Agent Reference

GPU Energy Agent

A lightweight Python daemon that streams GPU telemetry from your machines to AluminatiAi. Runs with <0.1% CPU overhead and batches uploads every 60 seconds.

v0.2.0Python 3.9+Linux · WindowsNVIDIA GPU required

Overview

The agent uses NVIDIA's NVML library (via pynvml) to sample each GPU every 5 seconds. Metrics are buffered locally and flushed to the AluminatiAi ingest API every 60 seconds. If an upload fails, metrics are persisted to a write-ahead log (data/wal/metrics.wal) and automatically replayed on the next successful connection.

Power draw

Instantaneous watts per GPU

Energy delta

Joules consumed since last sample

GPU utilization

Compute + memory bandwidth %

Temperature

Junction temperature in °C

Memory usage

Used / total VRAM in MB

Clock speeds

SM and memory clocks in MHz

Job attribution

job_id, team_id, model_tag via scheduler

WAL durability

Local buffer survives network outages

Installation

Requires nvidia-smi to be working before you start. Run it to confirm your drivers are installed.

Option A — pip (recommended)

Install the agent directly from PyPI. No cloning required.

pip install aluminatiai

# Verify GPU detection
aluminatiai --help

Option B — install.sh (systemd auto-setup)
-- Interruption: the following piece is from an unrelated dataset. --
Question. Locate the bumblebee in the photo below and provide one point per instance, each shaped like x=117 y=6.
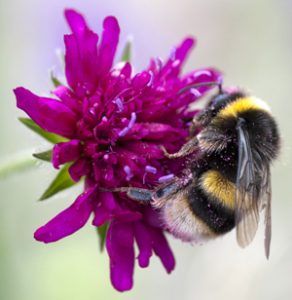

Installs as a systemd service, creates a dedicated system user, and writes your API key to /etc/aluminatai/agent.env.

pip install aluminatiai
curl -sSL https://aluminatiai.com/install.sh | bash
NVIDIA driver 450.80.02 or newer required. Run nvidia-smi — if it fails, install drivers first (sudo apt install nvidia-driver-535 on Ubuntu).

Dependencies:

PackageVersionPurpose
pynvml11.5.0NVML bindings for GPU metrics
requests2.32.3HTTP upload to ingest API
python-dotenv1.0.1Load env vars from .env file
rich13.9.4Live terminal table (optional)

CLI flags

Run with the aluminatiai command after install. Only ALUMINATAI_API_KEY is required.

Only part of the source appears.